Makes 1150 in 2 days. Fed meeting tomorrow. Should prove to be an interesting week.


----------



## Turtle (Dec 10, 2009)

I'm not sure whether to laugh, cry, or gloat.


----------



## RevWC (Mar 28, 2011)

Turtle said:


> I'm not sure whether to laugh, cry, or gloat.


Feel the same!


----------



## UncleJoe (Jan 11, 2009)

And gold closed at $1720!!!

But "the basic foundations of the economy are sound" - Ben Bernanke


----------



## Immolatus (Feb 20, 2011)

UncleJoe said:


> And gold closed at $1720!!!
> 
> But "the basic foundations of the economy are sound" - Ben Bernanke


And gold isnt money.
I didnt have any cash in an account, so I bought one measly 100 put on SPY for October. I was so caught up in all the bs, I didnt even think of this. :gaah:
2 weeks ago I sold a third of my IRA and put it in GLD. Already had some in PHYS.


----------



## Frugal_Farmers (Dec 13, 2010)

Watching the nekkia index tonight. Dropping like an anchr in deep water. We shall see what our markets do in the morning.

I wonder how many of our Congressmen sold off stocks today.


----------



## Clarice (Aug 19, 2010)

Well today guys the market was going up. IMHO the money of Buffett and Soros and others of their kind was thrown into the market to artificially inflate so the sheeple would say see the markets going up and say "I'm going to buy now while I can still get a deal". A fools erran IMO.


----------



## StrayDog (May 2, 2011)

Clarice said:


> Well today guys the market was going up. IMHO the money of Buffett and Soros and others of their kind was thrown into the market to artificially inflate so the sheeple would say see the markets going up and say "I'm going to buy now while I can still get a deal". A fools erran IMO.


I would have to agree. Seems much like a rubber ball that at some point will collapse its bounce settling on the bottom...


----------



## Meerkat (May 31, 2011)

Clarice said:


> Well today guys the market was going up. IMHO the money of Buffett and Soros and others of their kind was thrown into the market to artificially inflate so the sheeple would say see the markets going up and say "I'm going to buy now while I can still get a deal". A fools erran IMO.


 I buy now while I can still afford to.I bought some tools to grow food with.I still need seeds.I also bought a couple marine batteries for extra power.
I don't think this country will ever recover.I don't see anywhere else to go either.
I will go to the Tea Party meeting [ have'nt been in a couple years now,since the polititions took it over.] this week,not sure why though.Guess just hope.
These crooks will borrow more money to finish burying us in dept.


----------



## neldarez (Apr 10, 2011)

Turtle said:


> I'm not sure whether to laugh, cry, or gloat.

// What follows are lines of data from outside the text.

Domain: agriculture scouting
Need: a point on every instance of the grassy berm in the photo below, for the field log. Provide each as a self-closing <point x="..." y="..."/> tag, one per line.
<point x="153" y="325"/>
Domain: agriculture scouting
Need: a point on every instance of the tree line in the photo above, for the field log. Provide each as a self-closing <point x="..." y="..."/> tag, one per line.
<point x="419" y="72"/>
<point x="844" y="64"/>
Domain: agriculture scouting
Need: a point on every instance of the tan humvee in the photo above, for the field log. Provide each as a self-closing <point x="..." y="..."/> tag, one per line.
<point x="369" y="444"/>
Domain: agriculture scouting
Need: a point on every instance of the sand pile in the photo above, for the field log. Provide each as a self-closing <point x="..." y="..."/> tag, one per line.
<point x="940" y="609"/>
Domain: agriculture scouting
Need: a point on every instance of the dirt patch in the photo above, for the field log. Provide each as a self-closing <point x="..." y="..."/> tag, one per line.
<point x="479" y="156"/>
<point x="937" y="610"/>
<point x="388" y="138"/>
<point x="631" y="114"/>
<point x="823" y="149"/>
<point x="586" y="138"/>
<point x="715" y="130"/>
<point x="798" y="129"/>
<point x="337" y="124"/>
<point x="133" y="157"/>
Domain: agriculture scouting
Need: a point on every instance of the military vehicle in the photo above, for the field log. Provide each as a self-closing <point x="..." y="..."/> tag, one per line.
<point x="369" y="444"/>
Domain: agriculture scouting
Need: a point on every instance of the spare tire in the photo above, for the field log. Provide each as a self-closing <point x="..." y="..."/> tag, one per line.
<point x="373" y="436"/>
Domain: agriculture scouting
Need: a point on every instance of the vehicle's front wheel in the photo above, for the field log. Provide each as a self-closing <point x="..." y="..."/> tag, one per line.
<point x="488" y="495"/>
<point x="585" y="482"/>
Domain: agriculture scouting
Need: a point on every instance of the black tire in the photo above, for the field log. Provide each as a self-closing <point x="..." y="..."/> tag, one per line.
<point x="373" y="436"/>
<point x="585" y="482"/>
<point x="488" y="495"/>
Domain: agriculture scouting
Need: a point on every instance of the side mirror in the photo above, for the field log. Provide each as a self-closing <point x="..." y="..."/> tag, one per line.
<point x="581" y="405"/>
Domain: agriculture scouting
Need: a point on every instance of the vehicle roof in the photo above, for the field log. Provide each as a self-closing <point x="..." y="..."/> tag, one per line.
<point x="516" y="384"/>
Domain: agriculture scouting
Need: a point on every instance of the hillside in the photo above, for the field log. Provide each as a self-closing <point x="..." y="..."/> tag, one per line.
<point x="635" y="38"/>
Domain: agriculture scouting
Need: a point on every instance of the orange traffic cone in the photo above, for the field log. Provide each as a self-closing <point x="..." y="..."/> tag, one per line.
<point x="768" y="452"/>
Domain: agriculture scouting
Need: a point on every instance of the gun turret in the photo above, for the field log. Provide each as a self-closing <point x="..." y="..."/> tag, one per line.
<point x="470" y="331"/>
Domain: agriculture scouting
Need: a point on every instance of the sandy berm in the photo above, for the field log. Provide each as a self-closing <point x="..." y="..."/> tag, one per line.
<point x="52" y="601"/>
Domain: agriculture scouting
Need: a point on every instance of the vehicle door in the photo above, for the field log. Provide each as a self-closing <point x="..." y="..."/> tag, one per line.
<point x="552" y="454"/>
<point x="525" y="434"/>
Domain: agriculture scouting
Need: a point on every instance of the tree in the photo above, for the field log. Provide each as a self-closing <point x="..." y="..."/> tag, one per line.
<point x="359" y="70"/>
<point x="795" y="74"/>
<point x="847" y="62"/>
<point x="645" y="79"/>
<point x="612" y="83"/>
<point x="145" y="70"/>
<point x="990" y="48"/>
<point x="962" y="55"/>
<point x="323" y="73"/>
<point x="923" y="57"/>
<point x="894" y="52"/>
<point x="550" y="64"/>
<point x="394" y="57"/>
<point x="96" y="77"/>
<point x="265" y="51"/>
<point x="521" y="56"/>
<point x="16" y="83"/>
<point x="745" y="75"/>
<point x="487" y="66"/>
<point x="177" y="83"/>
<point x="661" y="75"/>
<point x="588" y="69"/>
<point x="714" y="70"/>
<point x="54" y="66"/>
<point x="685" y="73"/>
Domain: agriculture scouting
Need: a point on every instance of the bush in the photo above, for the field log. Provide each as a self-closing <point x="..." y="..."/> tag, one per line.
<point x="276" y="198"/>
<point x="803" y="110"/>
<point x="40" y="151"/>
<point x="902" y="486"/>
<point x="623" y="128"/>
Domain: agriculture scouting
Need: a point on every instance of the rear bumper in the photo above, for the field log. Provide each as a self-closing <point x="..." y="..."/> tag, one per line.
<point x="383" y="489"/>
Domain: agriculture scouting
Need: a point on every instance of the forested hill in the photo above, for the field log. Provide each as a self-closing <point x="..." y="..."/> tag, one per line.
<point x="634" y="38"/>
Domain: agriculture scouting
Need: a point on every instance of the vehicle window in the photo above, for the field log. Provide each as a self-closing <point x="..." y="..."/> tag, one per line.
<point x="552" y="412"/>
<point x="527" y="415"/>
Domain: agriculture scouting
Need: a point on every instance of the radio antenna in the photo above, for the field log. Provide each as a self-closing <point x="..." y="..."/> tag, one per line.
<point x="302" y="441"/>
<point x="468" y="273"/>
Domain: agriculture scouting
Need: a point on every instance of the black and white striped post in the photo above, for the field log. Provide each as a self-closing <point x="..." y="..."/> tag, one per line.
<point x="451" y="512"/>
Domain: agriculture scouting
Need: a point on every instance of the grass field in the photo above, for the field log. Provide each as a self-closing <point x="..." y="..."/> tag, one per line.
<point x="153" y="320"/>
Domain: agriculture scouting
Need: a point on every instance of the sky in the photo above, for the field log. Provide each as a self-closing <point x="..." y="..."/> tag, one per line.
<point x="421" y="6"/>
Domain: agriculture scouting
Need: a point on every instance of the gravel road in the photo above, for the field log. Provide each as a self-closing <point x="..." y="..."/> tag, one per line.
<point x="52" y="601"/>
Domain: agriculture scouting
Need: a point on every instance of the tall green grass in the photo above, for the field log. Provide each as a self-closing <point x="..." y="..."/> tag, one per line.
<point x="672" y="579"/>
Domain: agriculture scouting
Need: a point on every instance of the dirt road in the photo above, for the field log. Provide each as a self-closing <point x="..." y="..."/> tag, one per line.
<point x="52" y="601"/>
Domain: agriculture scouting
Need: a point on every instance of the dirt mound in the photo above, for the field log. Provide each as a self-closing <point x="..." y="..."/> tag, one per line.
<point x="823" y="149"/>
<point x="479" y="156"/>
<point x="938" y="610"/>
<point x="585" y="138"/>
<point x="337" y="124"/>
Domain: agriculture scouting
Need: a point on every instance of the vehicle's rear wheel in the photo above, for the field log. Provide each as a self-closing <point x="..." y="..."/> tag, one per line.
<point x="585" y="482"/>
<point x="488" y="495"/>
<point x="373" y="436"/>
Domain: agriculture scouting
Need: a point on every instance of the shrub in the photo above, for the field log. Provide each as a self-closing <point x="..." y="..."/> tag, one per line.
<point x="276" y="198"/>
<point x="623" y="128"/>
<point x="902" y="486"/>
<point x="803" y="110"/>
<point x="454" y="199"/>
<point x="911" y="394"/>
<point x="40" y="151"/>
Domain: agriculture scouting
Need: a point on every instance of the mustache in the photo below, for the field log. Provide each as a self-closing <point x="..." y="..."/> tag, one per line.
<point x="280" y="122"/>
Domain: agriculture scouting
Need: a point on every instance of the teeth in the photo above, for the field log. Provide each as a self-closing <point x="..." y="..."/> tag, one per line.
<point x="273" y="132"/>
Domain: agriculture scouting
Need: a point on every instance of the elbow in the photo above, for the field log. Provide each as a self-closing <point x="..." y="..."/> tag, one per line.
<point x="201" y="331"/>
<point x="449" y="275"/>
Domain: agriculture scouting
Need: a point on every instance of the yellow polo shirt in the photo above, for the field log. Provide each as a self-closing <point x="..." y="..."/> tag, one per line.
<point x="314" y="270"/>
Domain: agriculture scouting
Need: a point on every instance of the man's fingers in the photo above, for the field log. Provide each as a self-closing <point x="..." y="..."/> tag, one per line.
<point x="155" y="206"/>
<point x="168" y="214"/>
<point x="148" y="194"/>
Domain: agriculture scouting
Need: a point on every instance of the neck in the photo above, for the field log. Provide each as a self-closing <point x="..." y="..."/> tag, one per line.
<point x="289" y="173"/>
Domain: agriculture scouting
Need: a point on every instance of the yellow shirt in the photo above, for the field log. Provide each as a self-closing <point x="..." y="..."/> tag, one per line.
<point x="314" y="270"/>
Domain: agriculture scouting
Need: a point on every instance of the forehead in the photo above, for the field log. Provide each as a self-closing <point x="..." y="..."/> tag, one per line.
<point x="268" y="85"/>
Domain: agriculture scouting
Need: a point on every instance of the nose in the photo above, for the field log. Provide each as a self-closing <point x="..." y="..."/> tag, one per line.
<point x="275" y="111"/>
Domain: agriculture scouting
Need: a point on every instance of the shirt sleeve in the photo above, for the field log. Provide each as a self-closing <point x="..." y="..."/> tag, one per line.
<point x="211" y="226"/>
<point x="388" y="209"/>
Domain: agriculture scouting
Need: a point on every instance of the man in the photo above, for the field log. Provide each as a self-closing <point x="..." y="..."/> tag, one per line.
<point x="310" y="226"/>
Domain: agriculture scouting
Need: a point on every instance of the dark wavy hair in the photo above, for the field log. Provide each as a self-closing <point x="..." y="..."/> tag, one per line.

I am woman..........I can do all 3 at the same time!! lol and I probably will!:ignore:


----------



## Asatrur (Dec 17, 2008)

over 300 down this morning, so much for that amazing rally


----------



## CulexPipiens (Nov 17, 2010)

Meerkat said:


> Guess just hope.


Careful... look what "Hope" got us in the last election. 

I'd just be happy with competency and responsibility.


----------



## goshengirl (Dec 18, 2010)

Asatrur said:


> over 300 down this morning, so much for that amazing rally


Yeah, I think we're in for a lllooooonnnnggggg ride of uncertainty...


----------



## Clarice (Aug 19, 2010)

As of now down over 400 points. Prepare for the worst and Pray for the best.


----------



## BillS (May 30, 2011)

Half my wife's 401k is trapped in the stock market. We don't have the option of putting it into gold or silver. The other half we borrowed and put into gold. We've made enough money in the last two months to pay for all the kerosene I want to buy for the winter.


----------



## The_Blob (Dec 24, 2008)

gold at $1791.00 ... will it close higher than $1800 :dunno:


----------



## TheAnt (Jun 7, 2011)

The_Blob said:


> gold at $1791.00 ... will it close higher than $1800 :dunno:


Do you really question that? Its darned near unavoidable. Gold may drop back at any time but it will definitely surpass 1800.00 and probably before the week is out.


----------